For the men, Kimberlin was on fire versus Pratt.
The Chanute native is second in the KJCCC in three-point field goal percentage at 45.5 percent. All year, Kimberlin has made a living at running the floor and finding holes in the defense in an effort to be open for a shot from downtown.
NCCC’s guards, including freshmen guards Jonathan Breeland Jr., Torey Cargo, Jadis White and James Taylor, were aggressive enough to not only score, but to ensure the spacing needed for Kimberlin. His shot-making ability reciprocated the success for those guards, as Breeland Jr. had 11 points and five assists, Taylor put up 11, Cargo had eight, and White had two with three assists. On the inside, sophomore forward Jae-Min Yang beat up Pratt with 20 points and six rebounds.
Player success comes from executing a game plan. The Panthers were running a four-out, one-in and a five-out offense, spacing the floor and knocking down a total of 18 3s at a 64-percent clip. Advantages for NCCC were also hitting 20 of 26 from the free-throw line versus 17 of 25 versus Pratt, and shooting 58 percent from the line versus Pratt’s 43 percent. Kimberlin said head coach Jeremy Coombs’ pregame speech was one of the reasons the Panthers played so well.
“Before the game, he kind of gave us a speech and he said we have to decide if we want to go to Dodge, and I feel we kind of just used that as some motivation, and we came out and did what we were supposed to do. We were ready to play. I feel like that helped us, it motivated us to get to Dodge,” Kimberlin said.
Another motivation was the fact that the Panthers lost by just three points in overtime versus Pratt on Jan. 4. Kimberlin said it was in the back of his mind that NCCC let one slip the first time, and this time around that wasn’t going to be the case, as the Panthers led by as much as 25 points in the game.
“You always want to play your best game, it was good that my best game came in the first round of the playoffs, so we’re able to move on. It just so happened that way that I was hot that game, it was at the right time – glad to move on to the next round,” Kimberlin continued. Another memorable lesson for Kimberlin that helped NCCC advance to the next round: be tough, which is emphasized by Coombs daily.
Coombs said his players had Pratt figured out, and a boost from the coaching staff was the cherry on top for the Panther playoff win.
Coombs attributed these winning factors to one specific lesson.
“I think the biggest thing for us is that you get what you put into it,” Coombs said. “And I think that’s something my dad told me when I was young. And I think that’s something I’m trying to get to these guys, a lot of times these kids – not my kids in particular – any kid thinks that hey, ‘I can just play Division I basketball or I can play in the NBA.’ And they don’t see the hard work that’s in between there.”

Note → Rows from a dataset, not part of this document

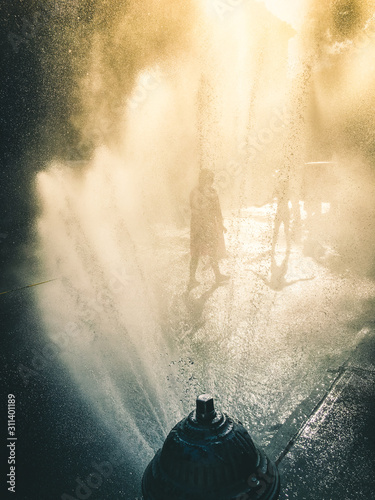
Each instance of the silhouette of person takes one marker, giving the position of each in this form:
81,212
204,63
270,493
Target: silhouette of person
206,229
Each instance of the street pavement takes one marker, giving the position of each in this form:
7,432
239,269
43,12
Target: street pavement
289,353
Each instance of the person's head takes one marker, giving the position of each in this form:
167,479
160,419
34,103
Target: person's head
206,177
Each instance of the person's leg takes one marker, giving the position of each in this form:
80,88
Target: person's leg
215,266
193,269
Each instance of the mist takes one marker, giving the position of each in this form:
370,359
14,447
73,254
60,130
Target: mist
252,90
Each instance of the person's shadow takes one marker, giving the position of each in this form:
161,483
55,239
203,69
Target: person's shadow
195,307
277,281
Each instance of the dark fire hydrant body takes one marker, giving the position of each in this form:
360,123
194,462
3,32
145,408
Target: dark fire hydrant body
210,456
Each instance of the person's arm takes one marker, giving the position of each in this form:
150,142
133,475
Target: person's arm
219,214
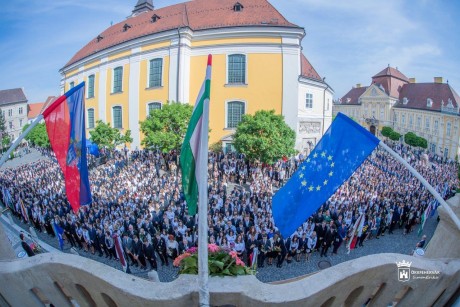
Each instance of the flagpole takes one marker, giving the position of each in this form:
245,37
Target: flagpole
425,183
203,270
19,139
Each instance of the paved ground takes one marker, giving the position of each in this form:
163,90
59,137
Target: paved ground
395,243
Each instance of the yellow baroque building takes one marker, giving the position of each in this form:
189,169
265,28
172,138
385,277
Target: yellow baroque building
159,55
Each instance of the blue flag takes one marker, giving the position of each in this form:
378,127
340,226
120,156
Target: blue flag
59,231
341,150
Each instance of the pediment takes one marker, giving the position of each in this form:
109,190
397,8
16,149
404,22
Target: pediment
374,91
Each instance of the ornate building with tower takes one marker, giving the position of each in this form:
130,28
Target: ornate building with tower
159,55
429,109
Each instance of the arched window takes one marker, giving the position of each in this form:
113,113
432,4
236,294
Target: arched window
91,118
235,112
155,72
117,116
153,106
91,86
117,79
236,69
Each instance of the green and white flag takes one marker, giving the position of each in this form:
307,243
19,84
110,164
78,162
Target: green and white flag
194,149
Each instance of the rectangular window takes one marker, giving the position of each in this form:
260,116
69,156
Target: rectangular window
156,70
309,101
117,117
235,112
237,69
91,86
90,118
117,79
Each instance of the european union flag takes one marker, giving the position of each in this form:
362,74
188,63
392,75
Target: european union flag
341,150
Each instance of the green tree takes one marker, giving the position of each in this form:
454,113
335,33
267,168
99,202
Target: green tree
386,131
38,136
264,137
165,128
410,138
106,136
394,136
422,142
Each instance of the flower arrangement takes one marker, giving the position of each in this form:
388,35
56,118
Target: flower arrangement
221,262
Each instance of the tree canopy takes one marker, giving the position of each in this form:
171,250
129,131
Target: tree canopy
165,128
106,136
264,136
38,136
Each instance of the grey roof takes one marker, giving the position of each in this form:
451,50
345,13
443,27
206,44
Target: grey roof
12,96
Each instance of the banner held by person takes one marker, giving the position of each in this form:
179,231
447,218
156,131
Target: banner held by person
341,150
65,124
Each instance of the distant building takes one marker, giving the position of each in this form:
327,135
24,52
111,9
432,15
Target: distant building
34,109
430,110
159,55
13,105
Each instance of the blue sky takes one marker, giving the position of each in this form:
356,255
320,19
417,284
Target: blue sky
347,41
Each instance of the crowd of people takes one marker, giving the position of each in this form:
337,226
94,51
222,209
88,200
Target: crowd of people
138,197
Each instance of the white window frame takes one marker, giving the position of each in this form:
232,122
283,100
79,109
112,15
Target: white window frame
87,118
94,87
245,69
113,116
226,110
113,79
162,72
151,102
306,100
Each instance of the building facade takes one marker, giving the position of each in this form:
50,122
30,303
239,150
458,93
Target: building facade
159,55
13,105
430,110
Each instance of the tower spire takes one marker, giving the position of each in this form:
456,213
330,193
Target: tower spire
143,6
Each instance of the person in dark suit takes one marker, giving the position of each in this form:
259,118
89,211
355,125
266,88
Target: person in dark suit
160,246
138,253
149,253
329,237
26,246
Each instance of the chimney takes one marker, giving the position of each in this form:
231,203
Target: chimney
437,79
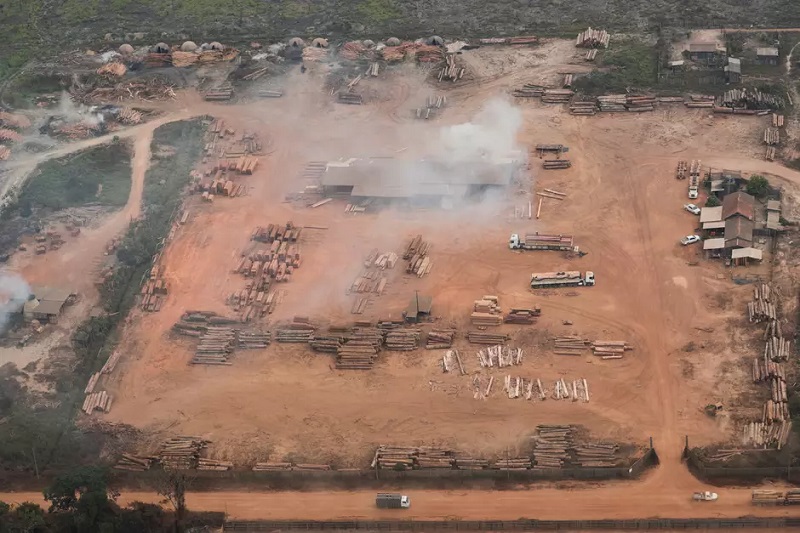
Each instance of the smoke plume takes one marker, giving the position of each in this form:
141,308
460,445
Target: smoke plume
14,292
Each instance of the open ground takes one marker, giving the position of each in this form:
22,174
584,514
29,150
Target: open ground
623,205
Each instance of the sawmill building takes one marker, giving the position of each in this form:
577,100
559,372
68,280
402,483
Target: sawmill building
425,182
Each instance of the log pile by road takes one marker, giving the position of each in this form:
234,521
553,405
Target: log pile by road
591,38
556,164
134,463
439,338
402,340
500,356
181,453
481,337
416,254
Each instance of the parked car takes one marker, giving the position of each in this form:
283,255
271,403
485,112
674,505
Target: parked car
693,209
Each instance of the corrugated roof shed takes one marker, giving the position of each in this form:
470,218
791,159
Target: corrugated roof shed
714,244
711,214
749,253
738,203
738,232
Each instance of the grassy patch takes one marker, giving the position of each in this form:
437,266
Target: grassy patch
100,175
630,64
377,11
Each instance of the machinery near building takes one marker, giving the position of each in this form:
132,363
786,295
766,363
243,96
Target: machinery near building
541,241
551,280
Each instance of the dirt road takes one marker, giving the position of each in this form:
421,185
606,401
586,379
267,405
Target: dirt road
620,500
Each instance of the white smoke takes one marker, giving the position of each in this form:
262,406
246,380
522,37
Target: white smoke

Coombs challenged his team leading up to the playoff game to commit to hard work. The 13th-year head coach clamored for his group to knock down 300 jumpers outside of practice. NCCC accomplished that task and the playoff results speak for themselves, as this is the first time in four years since the national tournament team that the Panthers have advanced to the second round of the playoffs.
The Lady Panthers (13-16, 6-14) will next take on Butler (22-8, 15-5) at 1 pm Saturday in Dodge City, while the Panthers (12-19, 6-14) will play the No. 25 team in the nation in Butler (23-7, 15-5) at 5 pm Sunday in Dodge City.